The Calypso A/B Test module that I’ll be discussing in this post is our bucketing tool. We also have a separate internal tool for analyzing the results of the A/B tests, but that’s a topic for another post.

A/B Testing in Calypso

The A/B Test module’s README provides detailed instructions for how it works. You can also check out the module itself if you’re interested. I’ll give an overview here and elaborate on some of the decisions that went into it.

We have a file called active-tests.js that contains configuration information for all of the active tests we’re running in Calypso. For example, here’s one of the tests:


businessPluginsNudge: {
datestamp: '20151119',
variations: {
drake: 50,
nudge: 50
},
defaultVariation: 'drake'
}

view raw

example-test.js

hosted with ❤ by GitHub

What this says is that we have a test called businessPluginsNudge that started on November 19th that has two variations: drake and nudge each of which are shown 50% of the time. Also, users that are inelligble to participate in the test should be shown the drake variation (more on what inelligible means below).

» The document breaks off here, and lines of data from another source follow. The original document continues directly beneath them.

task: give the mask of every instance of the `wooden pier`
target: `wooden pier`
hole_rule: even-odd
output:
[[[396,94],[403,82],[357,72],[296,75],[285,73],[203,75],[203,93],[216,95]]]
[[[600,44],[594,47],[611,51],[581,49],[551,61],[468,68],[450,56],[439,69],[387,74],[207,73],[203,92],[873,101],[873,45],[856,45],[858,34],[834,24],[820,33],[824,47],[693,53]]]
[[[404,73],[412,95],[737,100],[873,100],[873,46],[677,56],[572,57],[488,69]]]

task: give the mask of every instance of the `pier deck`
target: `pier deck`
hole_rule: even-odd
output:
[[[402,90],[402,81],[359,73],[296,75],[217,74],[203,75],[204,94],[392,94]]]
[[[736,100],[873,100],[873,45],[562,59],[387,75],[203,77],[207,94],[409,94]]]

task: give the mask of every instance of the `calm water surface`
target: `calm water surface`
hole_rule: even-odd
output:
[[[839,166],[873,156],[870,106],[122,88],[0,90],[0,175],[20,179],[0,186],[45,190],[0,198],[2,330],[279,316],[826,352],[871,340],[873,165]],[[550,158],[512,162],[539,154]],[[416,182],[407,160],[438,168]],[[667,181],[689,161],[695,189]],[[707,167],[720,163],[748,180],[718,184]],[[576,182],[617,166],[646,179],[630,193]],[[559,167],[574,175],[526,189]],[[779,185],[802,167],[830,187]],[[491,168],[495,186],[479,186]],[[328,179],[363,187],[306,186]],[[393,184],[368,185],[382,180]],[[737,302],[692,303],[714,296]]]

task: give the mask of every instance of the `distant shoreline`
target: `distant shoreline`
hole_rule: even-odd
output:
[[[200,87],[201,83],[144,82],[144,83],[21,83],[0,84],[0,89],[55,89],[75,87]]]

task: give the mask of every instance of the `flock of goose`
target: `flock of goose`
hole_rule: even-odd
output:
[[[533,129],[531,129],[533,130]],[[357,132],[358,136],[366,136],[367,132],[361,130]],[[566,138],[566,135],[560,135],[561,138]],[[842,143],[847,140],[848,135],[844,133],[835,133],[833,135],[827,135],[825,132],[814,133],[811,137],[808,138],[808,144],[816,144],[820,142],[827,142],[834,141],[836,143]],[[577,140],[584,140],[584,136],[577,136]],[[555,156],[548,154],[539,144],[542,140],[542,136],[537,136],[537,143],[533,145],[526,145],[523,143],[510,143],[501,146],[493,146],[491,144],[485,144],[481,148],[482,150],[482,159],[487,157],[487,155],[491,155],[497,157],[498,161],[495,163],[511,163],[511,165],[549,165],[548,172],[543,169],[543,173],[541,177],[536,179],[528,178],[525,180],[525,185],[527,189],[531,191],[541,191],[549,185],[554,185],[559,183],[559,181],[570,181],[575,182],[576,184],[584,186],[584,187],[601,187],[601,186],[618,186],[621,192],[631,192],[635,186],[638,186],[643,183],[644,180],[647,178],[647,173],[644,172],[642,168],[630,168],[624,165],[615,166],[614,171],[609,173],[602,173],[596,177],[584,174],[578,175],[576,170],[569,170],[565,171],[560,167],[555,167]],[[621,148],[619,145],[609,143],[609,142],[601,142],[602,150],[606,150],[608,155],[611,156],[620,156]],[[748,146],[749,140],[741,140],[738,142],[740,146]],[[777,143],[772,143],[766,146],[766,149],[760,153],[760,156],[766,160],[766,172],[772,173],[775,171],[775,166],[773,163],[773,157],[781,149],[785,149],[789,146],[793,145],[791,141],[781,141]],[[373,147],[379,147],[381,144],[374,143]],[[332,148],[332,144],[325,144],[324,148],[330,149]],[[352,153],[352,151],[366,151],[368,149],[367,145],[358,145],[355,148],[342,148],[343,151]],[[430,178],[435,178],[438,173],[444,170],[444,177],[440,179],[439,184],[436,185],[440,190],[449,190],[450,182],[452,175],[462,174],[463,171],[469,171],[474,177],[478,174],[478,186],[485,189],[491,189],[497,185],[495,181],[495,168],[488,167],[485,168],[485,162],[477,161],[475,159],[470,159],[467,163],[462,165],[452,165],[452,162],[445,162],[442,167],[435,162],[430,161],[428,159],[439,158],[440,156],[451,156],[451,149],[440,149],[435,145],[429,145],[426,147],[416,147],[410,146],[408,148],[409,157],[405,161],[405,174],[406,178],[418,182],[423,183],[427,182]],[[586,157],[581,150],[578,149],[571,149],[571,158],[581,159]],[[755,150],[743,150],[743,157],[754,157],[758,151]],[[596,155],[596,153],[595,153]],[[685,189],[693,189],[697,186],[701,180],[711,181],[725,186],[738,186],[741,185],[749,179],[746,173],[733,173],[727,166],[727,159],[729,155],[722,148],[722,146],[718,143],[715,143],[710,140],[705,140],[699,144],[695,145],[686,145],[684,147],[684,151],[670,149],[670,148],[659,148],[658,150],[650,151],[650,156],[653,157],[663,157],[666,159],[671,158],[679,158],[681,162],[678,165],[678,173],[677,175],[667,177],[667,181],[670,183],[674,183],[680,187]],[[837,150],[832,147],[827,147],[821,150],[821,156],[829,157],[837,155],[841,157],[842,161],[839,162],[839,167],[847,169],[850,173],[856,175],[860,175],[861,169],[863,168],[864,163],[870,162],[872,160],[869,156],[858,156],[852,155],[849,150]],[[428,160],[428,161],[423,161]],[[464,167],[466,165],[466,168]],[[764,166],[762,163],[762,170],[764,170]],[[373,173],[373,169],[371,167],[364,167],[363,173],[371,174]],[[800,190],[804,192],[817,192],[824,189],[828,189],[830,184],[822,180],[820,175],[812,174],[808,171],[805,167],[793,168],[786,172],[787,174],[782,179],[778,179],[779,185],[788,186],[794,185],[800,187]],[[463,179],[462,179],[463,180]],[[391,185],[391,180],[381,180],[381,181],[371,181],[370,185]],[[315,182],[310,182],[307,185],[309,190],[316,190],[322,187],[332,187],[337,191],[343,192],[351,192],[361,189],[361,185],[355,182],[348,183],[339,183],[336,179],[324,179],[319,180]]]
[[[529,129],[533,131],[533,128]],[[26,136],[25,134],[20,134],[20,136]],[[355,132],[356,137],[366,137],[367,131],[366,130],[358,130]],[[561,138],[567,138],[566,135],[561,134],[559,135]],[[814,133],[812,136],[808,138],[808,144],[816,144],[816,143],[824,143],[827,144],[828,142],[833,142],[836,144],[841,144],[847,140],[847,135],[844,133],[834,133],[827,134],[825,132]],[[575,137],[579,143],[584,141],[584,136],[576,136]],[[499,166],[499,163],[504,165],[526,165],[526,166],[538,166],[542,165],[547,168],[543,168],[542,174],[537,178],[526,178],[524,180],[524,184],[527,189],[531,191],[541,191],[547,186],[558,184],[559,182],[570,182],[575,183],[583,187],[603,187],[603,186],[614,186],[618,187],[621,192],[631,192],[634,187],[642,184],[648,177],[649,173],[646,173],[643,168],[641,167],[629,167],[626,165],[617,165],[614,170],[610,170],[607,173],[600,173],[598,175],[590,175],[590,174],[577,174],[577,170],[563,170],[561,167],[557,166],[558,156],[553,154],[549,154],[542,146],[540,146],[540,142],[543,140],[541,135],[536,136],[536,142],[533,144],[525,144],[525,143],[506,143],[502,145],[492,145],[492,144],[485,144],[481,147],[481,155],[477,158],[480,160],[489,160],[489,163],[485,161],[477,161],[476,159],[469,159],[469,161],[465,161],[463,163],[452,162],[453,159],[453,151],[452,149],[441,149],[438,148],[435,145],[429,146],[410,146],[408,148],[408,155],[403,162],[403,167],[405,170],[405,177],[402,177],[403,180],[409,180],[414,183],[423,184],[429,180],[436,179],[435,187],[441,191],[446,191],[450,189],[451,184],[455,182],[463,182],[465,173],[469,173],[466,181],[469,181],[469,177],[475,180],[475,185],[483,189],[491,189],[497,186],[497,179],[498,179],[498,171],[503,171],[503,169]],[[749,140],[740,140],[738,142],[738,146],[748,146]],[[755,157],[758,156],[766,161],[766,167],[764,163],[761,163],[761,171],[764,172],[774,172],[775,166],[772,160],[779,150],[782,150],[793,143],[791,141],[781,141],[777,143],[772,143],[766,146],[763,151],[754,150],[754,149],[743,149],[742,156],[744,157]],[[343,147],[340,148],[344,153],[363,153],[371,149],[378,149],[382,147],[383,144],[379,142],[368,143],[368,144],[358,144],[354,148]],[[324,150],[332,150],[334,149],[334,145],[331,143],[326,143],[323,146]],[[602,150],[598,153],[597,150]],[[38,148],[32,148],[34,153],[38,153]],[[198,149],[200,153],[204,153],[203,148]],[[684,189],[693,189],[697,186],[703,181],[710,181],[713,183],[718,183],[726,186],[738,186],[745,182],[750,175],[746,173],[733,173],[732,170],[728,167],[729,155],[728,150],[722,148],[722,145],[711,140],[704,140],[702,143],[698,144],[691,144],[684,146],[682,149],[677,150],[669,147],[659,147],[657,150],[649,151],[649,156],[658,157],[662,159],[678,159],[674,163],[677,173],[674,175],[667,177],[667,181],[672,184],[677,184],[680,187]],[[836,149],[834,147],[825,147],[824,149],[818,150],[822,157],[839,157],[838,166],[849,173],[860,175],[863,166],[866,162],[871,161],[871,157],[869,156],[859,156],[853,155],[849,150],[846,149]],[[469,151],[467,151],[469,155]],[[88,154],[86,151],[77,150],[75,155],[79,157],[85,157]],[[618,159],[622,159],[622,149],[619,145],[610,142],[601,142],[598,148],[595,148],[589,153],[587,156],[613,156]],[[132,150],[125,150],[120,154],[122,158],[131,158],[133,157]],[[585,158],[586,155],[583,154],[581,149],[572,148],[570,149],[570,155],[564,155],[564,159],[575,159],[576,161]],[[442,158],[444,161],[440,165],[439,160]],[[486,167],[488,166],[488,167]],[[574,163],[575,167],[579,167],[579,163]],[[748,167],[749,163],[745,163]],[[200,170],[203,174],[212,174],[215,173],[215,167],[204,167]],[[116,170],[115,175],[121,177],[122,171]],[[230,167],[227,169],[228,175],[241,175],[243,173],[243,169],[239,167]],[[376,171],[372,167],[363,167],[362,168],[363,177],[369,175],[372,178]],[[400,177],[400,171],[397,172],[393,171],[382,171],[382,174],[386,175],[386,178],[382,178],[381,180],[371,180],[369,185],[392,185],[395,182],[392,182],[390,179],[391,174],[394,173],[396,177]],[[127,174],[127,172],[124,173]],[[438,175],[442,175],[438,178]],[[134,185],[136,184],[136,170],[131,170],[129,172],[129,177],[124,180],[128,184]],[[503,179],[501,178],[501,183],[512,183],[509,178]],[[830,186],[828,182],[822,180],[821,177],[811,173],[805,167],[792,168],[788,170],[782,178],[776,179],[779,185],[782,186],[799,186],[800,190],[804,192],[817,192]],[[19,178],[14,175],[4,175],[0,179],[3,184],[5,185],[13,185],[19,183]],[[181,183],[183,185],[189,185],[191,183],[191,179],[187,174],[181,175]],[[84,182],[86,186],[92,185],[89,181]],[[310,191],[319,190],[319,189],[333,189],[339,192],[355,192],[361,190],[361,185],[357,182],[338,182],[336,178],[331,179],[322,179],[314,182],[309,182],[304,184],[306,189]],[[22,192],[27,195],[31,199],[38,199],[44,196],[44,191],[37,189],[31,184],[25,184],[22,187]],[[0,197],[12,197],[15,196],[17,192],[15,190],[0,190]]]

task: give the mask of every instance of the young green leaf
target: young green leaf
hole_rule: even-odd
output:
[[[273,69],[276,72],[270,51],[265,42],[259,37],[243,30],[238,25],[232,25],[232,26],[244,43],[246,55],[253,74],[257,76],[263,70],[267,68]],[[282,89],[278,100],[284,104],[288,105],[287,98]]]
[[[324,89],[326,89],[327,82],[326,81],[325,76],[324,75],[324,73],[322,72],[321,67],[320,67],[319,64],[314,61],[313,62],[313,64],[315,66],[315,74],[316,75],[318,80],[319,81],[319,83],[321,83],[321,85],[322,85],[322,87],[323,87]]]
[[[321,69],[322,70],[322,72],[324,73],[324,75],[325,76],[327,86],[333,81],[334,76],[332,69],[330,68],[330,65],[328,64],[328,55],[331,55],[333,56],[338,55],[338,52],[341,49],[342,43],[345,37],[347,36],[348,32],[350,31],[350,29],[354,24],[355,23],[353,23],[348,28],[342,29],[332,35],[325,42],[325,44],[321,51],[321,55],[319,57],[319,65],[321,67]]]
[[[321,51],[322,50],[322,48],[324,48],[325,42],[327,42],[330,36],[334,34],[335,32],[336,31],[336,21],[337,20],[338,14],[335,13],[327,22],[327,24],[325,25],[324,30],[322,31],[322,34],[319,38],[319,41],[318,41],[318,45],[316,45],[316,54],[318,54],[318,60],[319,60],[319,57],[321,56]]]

To assign a user to a test, there’s a function the A/B test module exports called abtest. It’s used like so:


// Here, the user is assigned one of the variations for this test
// so variation will be either `drake` or `nudge`
var variation = abtest( 'businessPluginsNudge' );
// We can then vary what the user sees based on the variation
// he or she was assigned to
if ( variation === 'drake' ) {
// Do something
} else {
// Do something else
}

The abtest function assigns the user to a variation and returns that variation. For this particular test, if the user is eligible then 50% of the time the function will return drake and the other 50% of the time it will return nudge. We can then use the variation to determine what the user sees.

The abtest function also sends the test name and the user’s variation back to us via an API endpoint so that we can record it and later use it to measure the impact on other events using our internal reporting tool.

Eligibility

Consider an A/B test that tests the wording of a button. If the new wording isn’t properly translated but a large percentage of the users don’t speak English, it can throw off the results of the test. For example, if the new wording underperforms, was it because the new wording was truly inferior or was it because a lot of non-English users saw the English wording and simply couldn’t read it?

To account for that and similar issues, we have this idea of eligibility. In certain situations we don’t want users to count towards the test. We need to show them something of course, but we don’t want to track it. That’s what the defaultVariation property is for in the test configuration. Inelligible users are shown that variation, but we don’t send the information about the test and the user’s variation back to our servers. By default in the A/B test module, only English language users are eligible for the tests so they will always be shown the variation specified by defaultVariation.

We also only want to include users that have local storage enabled because that’s where we save the user’s variation. We save the variation locally because we always want to show the user the same variation that they originally saw. Saving it to local storage keeps things fast. We could fetch it from the server, but we don’t want to slow down the UI while we wait for the response so we read it from local storage instead. A side effect of this is that we don’t handle situations where users change browsers, switch devices, or clear their local storage. That’s only a fraction of users though so it doesn’t impact the results very much.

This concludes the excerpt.